If that happened, Jen would be amazed. Elena did not like camping. She was a city girl and happy to stay that way.
Their cat walked into the room. She was butterscotch-and-white, long-haired, with fur that seemed to stick out at strange angles, giving her a rakish look. During much of her childhood, Elena had begged for a variety of pets, nearly all of them impractical. For instance, she’d wanted a dog—but not just any dog. She’d wanted a Rhodesian Ridgeback that she could show in the ring—a hobby about which Jen knew practically nothing—and breed.
Then, it was one of those potbellied pigs.
An Arctic fox.
A miniature horse.
Then, a variety of exotic cats. Jen had briefly considered that, until she’d realized that those which her daughter wanted had to be kept in steel cages and shouldn’t be handled by anyone who wasn’t wearing leather gloves and a face guard.
For a time, Elena had actually owned a Bearded Dragon, but it had died earlier in this season of fire—from smoke in the air.
Now, Elena turned away and went to sit at her desk. “So, if we go to California—when are you going t
o do it?”
“August, as I understand it. Maybe the end of July.”
“Could I stay here part of the time, and fly out to be with you guys when I don’t have to rehearse? Then Grandma wouldn’t be so lonely, anyway.”
And Robin would stay in Denver.
Nonetheless, Jen couldn’t afford the plane tickets, not since she’d just quit her job. One round trip ticket, yes. More—no.
“We’ll talk about it.”
“But you’re definitely going?” Elena’s eyes veiled her emotions, whatever they were.
“Yes,” Jen said. “Definitely.”
CHAPTER SEVEN
MAX KNEW he should prepare his father for the reality of Elena, but by the end of July he still hadn’t told anyone in his family that he had a daughter. On the twenty-fifth, he picked up Bob Wright, Jen and Teresa and headed for the airport. Elena would fly out later, for three four-day visits at his expense.

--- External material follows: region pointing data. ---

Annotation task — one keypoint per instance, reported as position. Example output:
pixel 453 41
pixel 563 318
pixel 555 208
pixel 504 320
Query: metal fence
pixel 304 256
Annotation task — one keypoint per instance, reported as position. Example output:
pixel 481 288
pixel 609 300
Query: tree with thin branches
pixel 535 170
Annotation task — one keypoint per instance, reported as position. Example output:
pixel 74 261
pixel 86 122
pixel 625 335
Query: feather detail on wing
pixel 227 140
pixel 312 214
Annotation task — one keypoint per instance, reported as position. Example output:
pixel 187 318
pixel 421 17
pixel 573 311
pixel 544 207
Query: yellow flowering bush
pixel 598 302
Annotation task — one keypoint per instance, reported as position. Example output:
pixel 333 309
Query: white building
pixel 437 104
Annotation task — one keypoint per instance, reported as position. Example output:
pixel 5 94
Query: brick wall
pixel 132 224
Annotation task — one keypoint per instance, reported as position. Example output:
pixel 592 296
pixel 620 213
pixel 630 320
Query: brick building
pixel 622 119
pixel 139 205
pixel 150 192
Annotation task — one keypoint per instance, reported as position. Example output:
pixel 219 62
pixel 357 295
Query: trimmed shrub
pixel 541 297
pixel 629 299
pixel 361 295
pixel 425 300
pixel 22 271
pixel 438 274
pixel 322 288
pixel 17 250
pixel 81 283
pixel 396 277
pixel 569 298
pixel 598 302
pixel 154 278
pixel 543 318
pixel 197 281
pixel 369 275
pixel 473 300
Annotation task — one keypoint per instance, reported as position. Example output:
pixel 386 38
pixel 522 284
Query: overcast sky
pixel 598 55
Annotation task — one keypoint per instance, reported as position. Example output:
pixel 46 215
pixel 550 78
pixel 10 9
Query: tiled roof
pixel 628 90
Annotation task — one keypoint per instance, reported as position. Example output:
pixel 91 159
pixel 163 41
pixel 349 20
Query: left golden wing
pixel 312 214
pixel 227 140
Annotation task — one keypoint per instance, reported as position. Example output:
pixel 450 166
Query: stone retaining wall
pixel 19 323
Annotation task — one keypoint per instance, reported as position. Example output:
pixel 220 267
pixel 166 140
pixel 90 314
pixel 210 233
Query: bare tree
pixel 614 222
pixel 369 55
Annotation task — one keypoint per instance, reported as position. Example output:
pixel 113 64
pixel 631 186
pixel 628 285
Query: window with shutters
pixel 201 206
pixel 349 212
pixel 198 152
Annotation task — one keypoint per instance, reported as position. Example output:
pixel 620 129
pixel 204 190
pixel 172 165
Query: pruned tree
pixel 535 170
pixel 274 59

Max sat beside Jen on the flight to Santa Barbara. The computer animation tech for their project would pick them up and drive them to the house they would share in Canyon Wind Estates—the subdivision that had been saved from the fire in which Salma had been fatally burned.

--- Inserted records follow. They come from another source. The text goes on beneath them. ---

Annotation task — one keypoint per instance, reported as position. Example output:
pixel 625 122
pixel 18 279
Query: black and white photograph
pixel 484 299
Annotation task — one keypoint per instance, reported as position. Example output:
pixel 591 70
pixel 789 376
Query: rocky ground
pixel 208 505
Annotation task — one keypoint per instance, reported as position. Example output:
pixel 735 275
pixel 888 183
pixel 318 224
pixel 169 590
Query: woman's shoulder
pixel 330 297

Max insisted that Jen take the window seat, and as she gazed out the window he watched the curve of her jaw beneath the hair she’d braided into an elegant and artful twist high on her head. Today, she wore purple again, some pants that clung to her body, emphasizing the muscles she obviously took care to maintain, and a purple camisole, with a blue hooded cardigan.

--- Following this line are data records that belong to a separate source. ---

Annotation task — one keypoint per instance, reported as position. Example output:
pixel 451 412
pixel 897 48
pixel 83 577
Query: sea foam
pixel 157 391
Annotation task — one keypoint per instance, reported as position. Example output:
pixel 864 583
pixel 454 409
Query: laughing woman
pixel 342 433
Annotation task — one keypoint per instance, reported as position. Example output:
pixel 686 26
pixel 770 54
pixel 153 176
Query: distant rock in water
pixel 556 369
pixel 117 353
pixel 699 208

She seemed so remote—more than she had on Silver Jack Ridge, before he’d known about Elena. Yet now her inner self was hidden, perhaps so that he couldn’t reject it again.
That rejection haunted him. He couldn’t forget the things she claimed he’d said. Things that sounded like something he could have said. That their sexual experience was only about sex. That it had happened because of the fire. That he did not love her.
He couldn’t imagine saying the last to a woman now. He had slept with women he didn’t quite love, but he certainly didn’t announce the fact that he didn’t. Why had he needed to say such a thing to Jen?
Because what they’d done was too much like love—and Salma had only just died.